Я все еще дрожал; я искал проститутку, а нашел собственную сестру. Она тоже не даст мне уйти.

— Где ты был? — спросила Фрэнни, откидывая волосы с моего лба.

— С Фельгебурт, — ответил я, смутившись. Я никогда не врал Фрэнни.

Фрэнни нахмурилась.

— Ну и как? — спросила она, все еще волнуя меня, но как сестра.

— Не очень, — сказал я и отвернулся от Фрэнни. — Ужасно, — добавил я.

Фрэнни обняла меня и поцеловала. Она хотела поцеловать меня в щеку (как сестра), но я повернул голову, хотя и хотел отвернуться, и наши губы встретились. Вот и все, ничего больше и не потребовалось. Это был конец лета 1964 года; внезапно наступила осень. Мне было двадцать два, а Фрэнни — двадцать три. Наш поцелуй продлился очень долго. Здесь нечего сказать. Она не была лесбиянкой, она все еще писала Младшему Джонсу и Чипперу Доуву, и я никогда не был счастлив с другой женщиной, никогда, до сих пор. Мы стояли на улице, в стороне от света, отбрасываемого неоновой вывеской, так что никто в отеле «Нью-Гэмпшир» не мог нас видеть. На несколько минут мы перестали целоваться, когда на улицу кубарем выкатился клиент Иоланты, и опять перестали, когда услышали Визгунью Анни. Через некоторое время ее ошалевший клиент тоже показался на улице, но мы с Фрэнни все стояли на Крюгерштрассе. Немного позже ушла домой Бабетта. Потом направилась домой Иоланта, прихватив с собой Черную Ингу. Визгунья Анни выходила и входила, выходила и входила, как прилив и отлив. Старина Биллиг, проститутка, перешла улицу и села дремать за столиком в кафе «Моватт». Я повел Фрэнни по Крюгерштрассе. А потом повернул с ней к опере.

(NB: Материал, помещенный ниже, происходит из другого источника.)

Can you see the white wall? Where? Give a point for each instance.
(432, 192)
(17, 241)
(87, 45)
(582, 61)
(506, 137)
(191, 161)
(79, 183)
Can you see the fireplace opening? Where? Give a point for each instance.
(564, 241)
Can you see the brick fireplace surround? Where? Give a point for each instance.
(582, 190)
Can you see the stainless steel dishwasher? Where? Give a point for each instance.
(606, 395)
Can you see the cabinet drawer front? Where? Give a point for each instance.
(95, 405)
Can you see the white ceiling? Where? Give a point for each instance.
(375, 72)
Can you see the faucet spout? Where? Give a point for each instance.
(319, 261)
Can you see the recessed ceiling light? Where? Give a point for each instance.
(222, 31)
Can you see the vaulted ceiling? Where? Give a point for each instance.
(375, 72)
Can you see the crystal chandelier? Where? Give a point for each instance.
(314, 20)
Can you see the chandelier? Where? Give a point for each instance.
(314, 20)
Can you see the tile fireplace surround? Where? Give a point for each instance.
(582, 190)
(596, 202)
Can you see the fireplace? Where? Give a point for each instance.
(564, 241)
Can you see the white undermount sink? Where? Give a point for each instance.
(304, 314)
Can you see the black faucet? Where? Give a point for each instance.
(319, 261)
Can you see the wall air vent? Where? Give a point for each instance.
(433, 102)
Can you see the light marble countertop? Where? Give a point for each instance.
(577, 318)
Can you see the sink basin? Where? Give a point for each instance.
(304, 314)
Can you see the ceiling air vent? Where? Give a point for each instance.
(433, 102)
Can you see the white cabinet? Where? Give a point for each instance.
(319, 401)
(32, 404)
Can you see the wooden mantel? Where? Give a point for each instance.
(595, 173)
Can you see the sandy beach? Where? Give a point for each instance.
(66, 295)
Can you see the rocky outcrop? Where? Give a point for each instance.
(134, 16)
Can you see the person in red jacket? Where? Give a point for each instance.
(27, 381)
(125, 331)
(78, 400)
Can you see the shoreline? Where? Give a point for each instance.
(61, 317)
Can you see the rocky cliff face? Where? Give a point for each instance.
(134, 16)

— Ты слишком много думаешь обо мне, — начала было Фрэнни, но даже не потрудилась закончить.

Мы еще раз поцеловались. Опера рядом с нами была все такой же огромной.

— Они собираются ее взорвать, — прошептал я своей сестре. — Оперу, они собираются ее взорвать. — Она не вырывалась из моих объятий. — Я тебя ужасно люблю, — сказал я ей.

— Я тоже тебя люблю, черт подери, — сказала Фрэнни.

Хотя в воздухе уже пахло осенью, мы простояли там, охраняя оперу, пока не начало светать и не появились люди, спешащие на работу. Нам, во всяком случае, идти было некуда, и мы даже не догадывались, что нам делать.

— Проходи мимо открытых окон, — прошептали мы друг другу.

Когда мы наконец вернулись в отель «Нью-Гэмпшир», опера все еще стояла на месте, в целости и сохранности. По крайней мере пока — в целости и сохранности, подумал я. Казалось, ей не грозит никакая опасность.

— Она в безопасности — не то что мы, — сказал я Фрэнни. — Не то что любовь.

— Позволь мне вот что сказать тебе, мальчик, — сказала Фрэнни, сжимая мою руку. — Любовь всегда в опасности.